Specify a separate MvNormal for each observation of a variable in Turing

mkarikom · November 13, 2020, 5:18am

This MWE is eq.6 from Kyung et al. which features group-wise scaling of the coefficients to facilitate shrinkage, analogous to the grouped lasso.

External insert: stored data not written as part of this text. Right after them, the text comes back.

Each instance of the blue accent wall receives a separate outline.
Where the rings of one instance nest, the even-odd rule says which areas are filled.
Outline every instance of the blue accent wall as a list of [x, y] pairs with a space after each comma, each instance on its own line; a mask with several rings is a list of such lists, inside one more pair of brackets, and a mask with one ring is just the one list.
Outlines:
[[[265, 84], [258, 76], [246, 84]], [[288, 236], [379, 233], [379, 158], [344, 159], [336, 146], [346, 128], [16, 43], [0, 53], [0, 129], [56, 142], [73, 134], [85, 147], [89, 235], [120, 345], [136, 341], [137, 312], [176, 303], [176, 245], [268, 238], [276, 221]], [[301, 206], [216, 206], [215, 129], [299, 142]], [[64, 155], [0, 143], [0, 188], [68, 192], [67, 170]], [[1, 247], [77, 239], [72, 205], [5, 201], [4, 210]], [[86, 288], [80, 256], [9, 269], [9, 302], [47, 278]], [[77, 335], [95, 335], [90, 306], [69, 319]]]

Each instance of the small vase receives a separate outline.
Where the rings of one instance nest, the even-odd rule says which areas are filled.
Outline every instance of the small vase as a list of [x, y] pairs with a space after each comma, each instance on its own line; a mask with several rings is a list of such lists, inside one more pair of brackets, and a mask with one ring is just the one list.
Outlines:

Pretty sure I just messed up the model specification somehow but I also filed an issue, in case that makes it easier for the devs.

It seems like Turing does not like how I have defined the MvNormal for each observation of y.

I have the following model:

# Import Turing and Distributions.
using Turing, Distributions

# Import MCMCChains, Plots, and StatPlots for visualizations and diagnostics.
using MCMCChains, Plots, StatsPlots

# Functionality for splitting and normalizing the data.
using MLDataUtils: shuffleobs, splitobs, rescale!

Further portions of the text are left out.